= Edmund de la Pole (Captain of Calais) =

English knight

Sir Edmund de la Pole (died 1419) was an English knight and Captain of Calais.

He was the second son of Sir William de la Pole of Hull and younger brother of Michael de la Pole, 1st Earl of Suffolk.

He was Captain of Calais castle and controller of the town from 1384 to 1388.

He served as High Sheriff of Cambridgeshire and Huntingdonshire for 1389 and a JP from 1390. He was knight of the shire (MP) for Buckinghamshire in 1376 and 1383 and Cambridgeshire in 1395.

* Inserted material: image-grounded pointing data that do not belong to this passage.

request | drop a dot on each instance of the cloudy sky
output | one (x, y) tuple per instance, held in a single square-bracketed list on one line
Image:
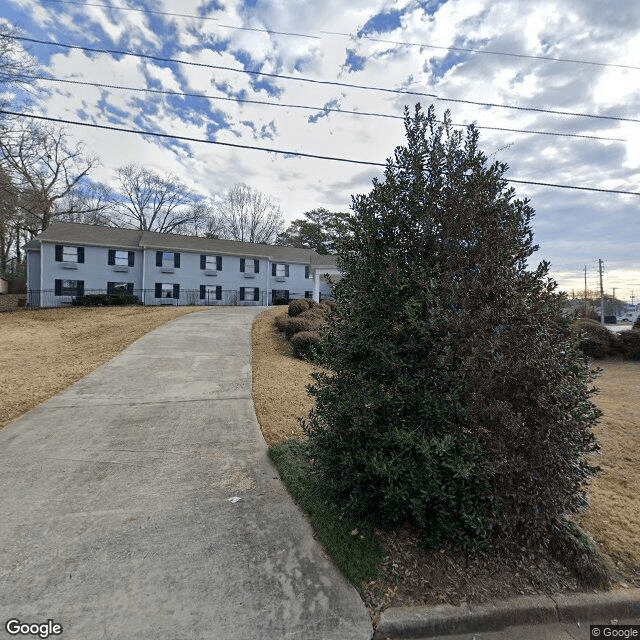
[(502, 64)]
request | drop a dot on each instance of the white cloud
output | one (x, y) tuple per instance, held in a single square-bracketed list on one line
[(572, 226)]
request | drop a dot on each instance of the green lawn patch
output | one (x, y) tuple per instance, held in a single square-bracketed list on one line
[(352, 545)]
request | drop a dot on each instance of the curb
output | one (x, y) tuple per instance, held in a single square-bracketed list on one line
[(442, 620)]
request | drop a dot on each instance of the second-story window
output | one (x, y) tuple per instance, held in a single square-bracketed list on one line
[(65, 253), (167, 259), (120, 258)]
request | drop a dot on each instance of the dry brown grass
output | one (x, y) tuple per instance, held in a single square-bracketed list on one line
[(614, 517), (279, 381), (44, 351)]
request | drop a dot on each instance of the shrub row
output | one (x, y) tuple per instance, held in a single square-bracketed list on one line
[(303, 325), (597, 341), (105, 299)]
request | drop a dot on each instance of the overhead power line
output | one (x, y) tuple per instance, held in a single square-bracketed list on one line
[(190, 63), (361, 37), (486, 51), (314, 81), (302, 106), (279, 151)]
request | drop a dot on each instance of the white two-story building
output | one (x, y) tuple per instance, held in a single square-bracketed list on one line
[(68, 260)]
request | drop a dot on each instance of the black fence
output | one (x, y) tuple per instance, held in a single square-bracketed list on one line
[(185, 297)]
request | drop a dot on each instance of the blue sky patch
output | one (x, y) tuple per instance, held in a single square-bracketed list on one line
[(382, 23), (354, 62), (332, 104)]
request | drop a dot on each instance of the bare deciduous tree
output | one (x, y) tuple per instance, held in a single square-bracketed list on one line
[(250, 216), (150, 202), (45, 168)]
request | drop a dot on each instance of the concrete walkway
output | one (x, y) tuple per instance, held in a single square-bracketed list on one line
[(116, 518)]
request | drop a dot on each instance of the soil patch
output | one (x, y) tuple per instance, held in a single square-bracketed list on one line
[(44, 351), (412, 576)]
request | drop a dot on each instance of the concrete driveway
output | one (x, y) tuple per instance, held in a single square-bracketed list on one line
[(140, 503)]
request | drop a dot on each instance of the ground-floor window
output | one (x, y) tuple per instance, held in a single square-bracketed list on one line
[(250, 293), (69, 287), (279, 294), (210, 292)]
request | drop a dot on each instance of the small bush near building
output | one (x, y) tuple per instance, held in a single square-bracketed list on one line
[(304, 343), (629, 344), (596, 341), (295, 325), (281, 322), (105, 300), (296, 307), (456, 400)]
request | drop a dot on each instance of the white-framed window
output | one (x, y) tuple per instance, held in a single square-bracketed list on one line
[(119, 287), (122, 258), (66, 253), (66, 287)]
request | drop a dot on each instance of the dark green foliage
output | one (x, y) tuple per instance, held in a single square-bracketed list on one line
[(595, 340), (297, 324), (351, 544), (105, 299), (458, 398), (296, 307), (304, 343)]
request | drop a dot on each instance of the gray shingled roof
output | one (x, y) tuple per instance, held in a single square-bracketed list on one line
[(85, 234)]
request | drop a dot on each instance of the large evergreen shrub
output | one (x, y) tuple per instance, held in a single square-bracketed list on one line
[(457, 397)]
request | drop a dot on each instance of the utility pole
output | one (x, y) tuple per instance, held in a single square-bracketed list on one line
[(585, 290), (601, 293)]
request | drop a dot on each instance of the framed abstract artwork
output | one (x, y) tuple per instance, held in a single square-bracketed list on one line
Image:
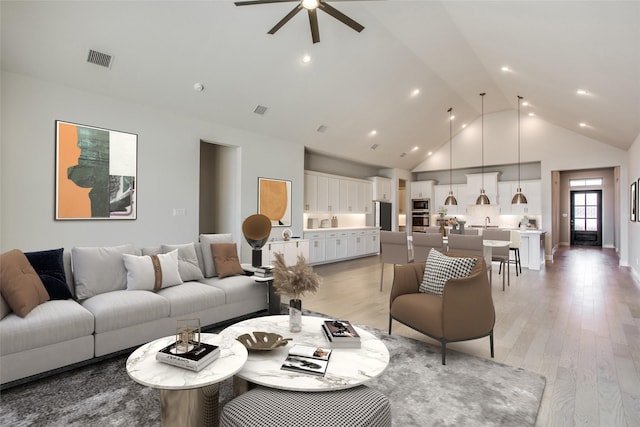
[(633, 201), (274, 200), (95, 173)]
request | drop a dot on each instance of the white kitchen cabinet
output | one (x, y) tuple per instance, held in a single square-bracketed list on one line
[(381, 189), (290, 249), (423, 190), (310, 192), (327, 194)]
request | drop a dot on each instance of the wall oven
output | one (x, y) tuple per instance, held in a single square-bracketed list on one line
[(420, 205), (420, 221)]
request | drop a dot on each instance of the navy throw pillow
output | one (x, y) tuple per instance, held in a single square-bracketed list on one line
[(50, 268)]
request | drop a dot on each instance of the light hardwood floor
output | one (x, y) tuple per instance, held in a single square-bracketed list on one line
[(576, 321)]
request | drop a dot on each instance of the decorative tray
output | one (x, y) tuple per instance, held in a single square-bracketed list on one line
[(263, 340)]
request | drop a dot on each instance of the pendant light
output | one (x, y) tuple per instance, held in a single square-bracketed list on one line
[(482, 198), (519, 198), (451, 199)]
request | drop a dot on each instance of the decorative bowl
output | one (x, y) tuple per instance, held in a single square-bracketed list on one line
[(263, 341)]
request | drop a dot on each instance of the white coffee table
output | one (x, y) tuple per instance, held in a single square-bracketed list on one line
[(187, 398), (347, 367)]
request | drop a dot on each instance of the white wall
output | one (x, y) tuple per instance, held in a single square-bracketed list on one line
[(556, 149), (634, 227), (168, 169)]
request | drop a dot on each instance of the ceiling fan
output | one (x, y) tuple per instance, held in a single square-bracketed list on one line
[(312, 6)]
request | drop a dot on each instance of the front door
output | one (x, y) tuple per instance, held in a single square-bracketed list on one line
[(586, 218)]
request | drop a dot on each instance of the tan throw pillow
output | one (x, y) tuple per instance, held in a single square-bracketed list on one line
[(225, 259), (20, 285)]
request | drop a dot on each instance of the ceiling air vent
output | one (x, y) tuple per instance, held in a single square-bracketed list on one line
[(260, 109), (99, 58)]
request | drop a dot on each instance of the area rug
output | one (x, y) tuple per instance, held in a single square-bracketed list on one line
[(468, 391)]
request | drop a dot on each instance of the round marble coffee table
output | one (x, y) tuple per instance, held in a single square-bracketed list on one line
[(347, 367), (187, 398)]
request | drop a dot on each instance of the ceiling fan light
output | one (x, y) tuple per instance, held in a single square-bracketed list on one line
[(451, 200), (519, 198), (482, 199), (310, 4)]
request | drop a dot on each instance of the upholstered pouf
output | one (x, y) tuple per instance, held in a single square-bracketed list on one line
[(266, 407)]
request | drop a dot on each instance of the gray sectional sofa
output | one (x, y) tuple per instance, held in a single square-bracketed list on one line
[(112, 311)]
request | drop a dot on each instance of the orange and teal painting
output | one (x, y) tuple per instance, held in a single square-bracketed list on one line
[(95, 172)]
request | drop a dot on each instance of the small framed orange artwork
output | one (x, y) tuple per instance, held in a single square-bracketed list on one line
[(95, 173), (274, 200)]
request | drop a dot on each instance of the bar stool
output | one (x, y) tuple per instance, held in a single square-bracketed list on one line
[(515, 248)]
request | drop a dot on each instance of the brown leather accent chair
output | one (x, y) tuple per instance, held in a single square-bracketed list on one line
[(464, 312)]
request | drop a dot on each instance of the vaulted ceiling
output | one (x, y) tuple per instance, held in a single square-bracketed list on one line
[(354, 82)]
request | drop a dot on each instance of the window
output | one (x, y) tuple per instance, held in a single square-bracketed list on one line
[(587, 182)]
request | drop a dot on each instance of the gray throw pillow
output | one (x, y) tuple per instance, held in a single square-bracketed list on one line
[(187, 261), (439, 269), (97, 270), (207, 257)]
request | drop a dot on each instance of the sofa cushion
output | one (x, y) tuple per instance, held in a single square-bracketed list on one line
[(49, 323), (440, 268), (152, 272), (238, 289), (4, 308), (120, 309), (191, 297), (206, 240), (225, 258), (97, 270), (20, 285), (50, 267), (187, 261)]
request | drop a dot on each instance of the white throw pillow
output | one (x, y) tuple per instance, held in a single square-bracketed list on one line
[(97, 270), (207, 257), (142, 275), (187, 261), (439, 269)]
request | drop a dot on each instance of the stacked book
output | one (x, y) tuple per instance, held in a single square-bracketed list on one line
[(307, 359), (264, 271), (341, 334), (198, 356)]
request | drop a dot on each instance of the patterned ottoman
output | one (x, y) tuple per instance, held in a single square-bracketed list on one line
[(266, 407)]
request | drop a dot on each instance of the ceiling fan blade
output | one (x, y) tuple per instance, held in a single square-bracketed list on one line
[(286, 19), (252, 2), (340, 16), (313, 21)]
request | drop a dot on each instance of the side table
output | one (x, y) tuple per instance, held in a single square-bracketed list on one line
[(187, 398)]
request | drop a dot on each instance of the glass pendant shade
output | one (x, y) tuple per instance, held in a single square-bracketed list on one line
[(519, 198), (482, 198), (451, 199)]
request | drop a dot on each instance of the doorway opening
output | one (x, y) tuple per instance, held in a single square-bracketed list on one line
[(586, 218)]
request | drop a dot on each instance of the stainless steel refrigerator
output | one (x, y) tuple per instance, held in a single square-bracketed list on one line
[(383, 215)]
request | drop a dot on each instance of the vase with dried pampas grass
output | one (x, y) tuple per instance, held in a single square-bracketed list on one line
[(295, 281)]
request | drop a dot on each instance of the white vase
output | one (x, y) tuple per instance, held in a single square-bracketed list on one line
[(295, 315)]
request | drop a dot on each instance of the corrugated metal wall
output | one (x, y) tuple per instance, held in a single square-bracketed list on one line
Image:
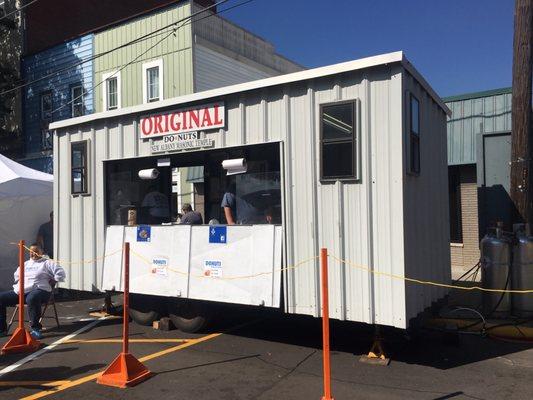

By his first wife Elizabeth de Haudlo, daughter of Richard de Haudlo and sister of Edmund de Haudlo of Boarstall, Buckinghamshire, and of Hadlow, Kent, he had Elizabeth de la Pole (14 July 1362 – 14 December 1403), who married Sir Ingram Bruyn of South Ockendon, Essex (Titchfield, Hampshire, 6 December 1353 – 12 August 1400, buried South Ockendon, Essex), grandson of Maurice le Brun, 1st Baron Brun. His second wife was Maud, daughter of John Lovett, with whom he had a son, Walter, who became Constable of Ireland.

He died on 3 August 1419 at his seat at Boarstall, Buckinghamshire.